Wir dokumentieren im folgenden den Aufruf des RABATZ- Bündnis zum Chiemsee Reggae Summer in Übersee:

Wie schon in den letzten Jahren macht das Chiemsee Reggae Summer mit offen homophoben¹ KünstlerInnen² auf sich aufmerksam. 2000 und 2004 wurde Buju Banton eingeladen, der im Juli 2004 auf Jamaika an einem schwulenfeindlichen Übergriff persönlich beteiligt war³. 2007 und 2011 wurde sich um Capleton bemüht, der davon singt, alle Schwulen und Lesben zu verbrennen⁴. Im Jahr 2009 T.O.K., welche Texte haben, in denen sie davon reden, Autos, mit homosexuellen Insassen, anzuzünden⁵ und 2010 Sizzla („Ein Rasta entschuldigt sich nicht bei einer Schwuchtel, wenn du King Selassie beleidigst, erschieße ich dich!“⁶).

Für dieses Jahr ist, wie zuvor schon 2000 und 2008, Beenie Man angekündigt.
Mit Texten wie „Brenne Schwuchtel, lasst mich eure Hände sehen, hängt alle Lesben mit einem Stück Seil“⁷, „Ich träume von einem neuen Jamaica, indem alle Schwulen exekutiert werden“⁸ oder „Alle Schwuchteln müssen sterben“⁹ drückt er seinen homophob motivierten Hass drastisch aus und ruft zu Pogromen an homosexuellen Personen auf!
Offiziell hat er zwar 2007 den so genannten Reggae Compassionate Act (RCA) unterzeichnet, welcher aussagt, dass sich alle UnterzeichnerInnen² von homophoben Inhalten distanzieren. Allerdings führte er auch nach der Unterzeichnung einschlägige Songs auf und lässt diese auch weiterhin verkaufen.
Damit ist er in „guter“ Gesellschaft. Viele Artists, die den RCA signierten, fielen danach wieder durch homophobe Äußerungen oder Distanzierung vom RCA (z.B. oben genannter Sizzla) auf. Das zeigt nur die Wirkungslosigkeit des RCA und auch vielen vergleichbaren Verträgen.
In einem seit Mai 2012 veröffentlichtem Video versucht Beenie Man weiteren Protesten gegen seine Auftritte entgegenzuarbeiten. Er spricht in diesem Video davon, dass er alle menschlichen Wesen liebt, „egal welcher Rasse oder welcher Überzeugung, unbeachtet der religiösen Einstellung oder der sexuellen Ausrichtung, eingeschlossen Schwule und Lesben“¹⁰. Außerdem fordert er, ihn nicht wegen Dingen anzugreifen, die 20 Jahre zurückliegen.

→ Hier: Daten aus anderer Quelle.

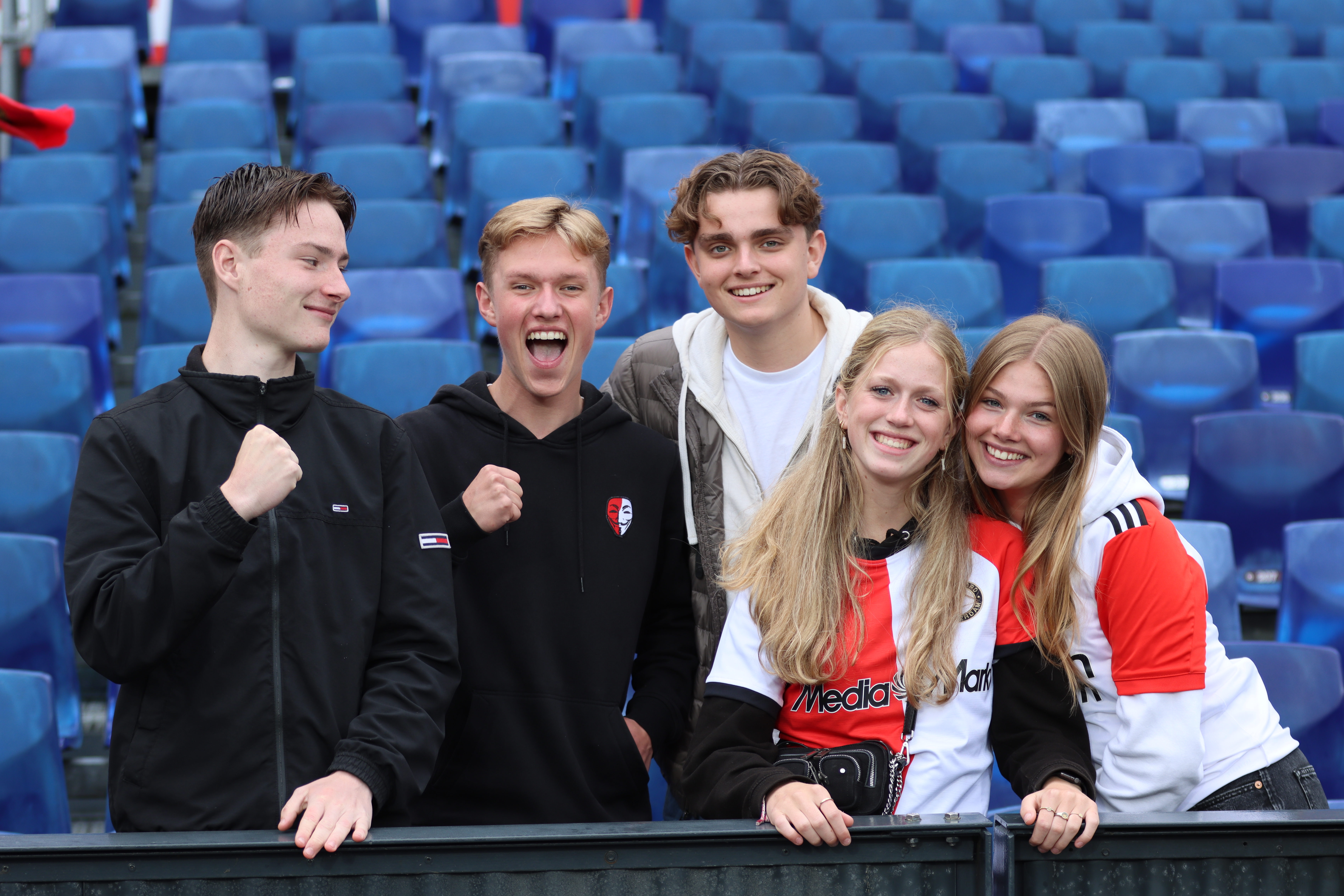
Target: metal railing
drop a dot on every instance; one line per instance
(935, 856)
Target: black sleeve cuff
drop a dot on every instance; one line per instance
(224, 523)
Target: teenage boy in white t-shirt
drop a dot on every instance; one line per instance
(740, 386)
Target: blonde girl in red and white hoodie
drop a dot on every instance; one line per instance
(1119, 597)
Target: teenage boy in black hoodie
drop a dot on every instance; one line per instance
(252, 558)
(566, 594)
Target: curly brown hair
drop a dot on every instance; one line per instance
(751, 170)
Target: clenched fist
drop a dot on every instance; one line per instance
(494, 498)
(265, 471)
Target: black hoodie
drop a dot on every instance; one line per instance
(557, 610)
(257, 656)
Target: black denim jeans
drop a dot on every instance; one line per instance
(1290, 784)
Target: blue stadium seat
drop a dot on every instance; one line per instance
(492, 123)
(60, 310)
(1162, 84)
(1025, 81)
(33, 780)
(882, 78)
(190, 14)
(630, 300)
(967, 291)
(460, 76)
(1197, 234)
(869, 229)
(635, 121)
(1214, 543)
(1109, 46)
(974, 339)
(1073, 128)
(185, 176)
(97, 46)
(1060, 19)
(604, 76)
(933, 18)
(1132, 174)
(36, 628)
(217, 44)
(971, 172)
(174, 308)
(1111, 296)
(850, 167)
(37, 479)
(576, 41)
(1308, 19)
(415, 19)
(1312, 605)
(712, 41)
(48, 389)
(1240, 46)
(401, 375)
(509, 175)
(747, 76)
(777, 123)
(451, 40)
(156, 365)
(1023, 232)
(1259, 472)
(169, 238)
(1222, 128)
(681, 17)
(217, 124)
(1288, 179)
(1132, 429)
(976, 49)
(1303, 680)
(1300, 85)
(398, 233)
(282, 21)
(1275, 300)
(1167, 378)
(603, 356)
(355, 124)
(72, 179)
(924, 121)
(1320, 373)
(1183, 21)
(61, 240)
(842, 44)
(378, 172)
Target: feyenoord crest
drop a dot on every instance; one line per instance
(619, 515)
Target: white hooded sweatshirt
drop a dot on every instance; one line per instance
(1170, 715)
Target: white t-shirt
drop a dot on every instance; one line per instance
(772, 408)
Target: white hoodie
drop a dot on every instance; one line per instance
(1170, 715)
(699, 340)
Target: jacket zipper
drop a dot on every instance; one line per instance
(282, 792)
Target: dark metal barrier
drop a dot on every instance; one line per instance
(936, 856)
(1154, 855)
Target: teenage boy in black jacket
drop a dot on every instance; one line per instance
(565, 594)
(255, 559)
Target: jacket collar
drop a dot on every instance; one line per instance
(282, 401)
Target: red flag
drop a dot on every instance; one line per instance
(45, 128)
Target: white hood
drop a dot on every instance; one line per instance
(1115, 479)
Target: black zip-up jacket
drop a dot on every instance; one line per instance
(553, 609)
(259, 656)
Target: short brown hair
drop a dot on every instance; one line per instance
(577, 226)
(751, 170)
(245, 203)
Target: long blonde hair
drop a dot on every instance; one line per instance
(1077, 373)
(798, 557)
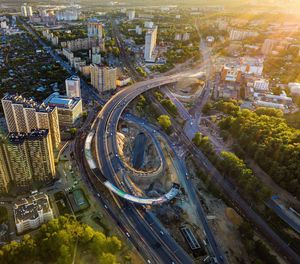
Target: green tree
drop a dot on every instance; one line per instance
(3, 215)
(164, 121)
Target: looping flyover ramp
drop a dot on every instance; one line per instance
(139, 200)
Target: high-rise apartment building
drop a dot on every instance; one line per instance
(268, 46)
(24, 115)
(26, 10)
(28, 157)
(73, 86)
(131, 14)
(4, 173)
(95, 29)
(69, 108)
(150, 44)
(103, 78)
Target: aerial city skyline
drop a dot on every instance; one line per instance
(162, 132)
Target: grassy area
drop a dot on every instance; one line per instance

Dass er selbst in den letzten zehn Jahren (u.a. 2009 in Uganda, wo „der King of Dancehall [, wie sich Beenie Man selbst bezeichnet,] durch seine Gesänge und seine Ansprachen ein Schwert aus Worten in Schwule steckte“ ¹¹) Homophobie verbreitete verschweigt er.
Auch legt er laut RJRnews zur gleichen Zeit Wert darauf, dass er sich nie entschuldigt hat¹². Dadurch ergibt sich der begründete Verdacht, dass das Video eine reine PR-Aktion und nicht ernst zu nehmen ist!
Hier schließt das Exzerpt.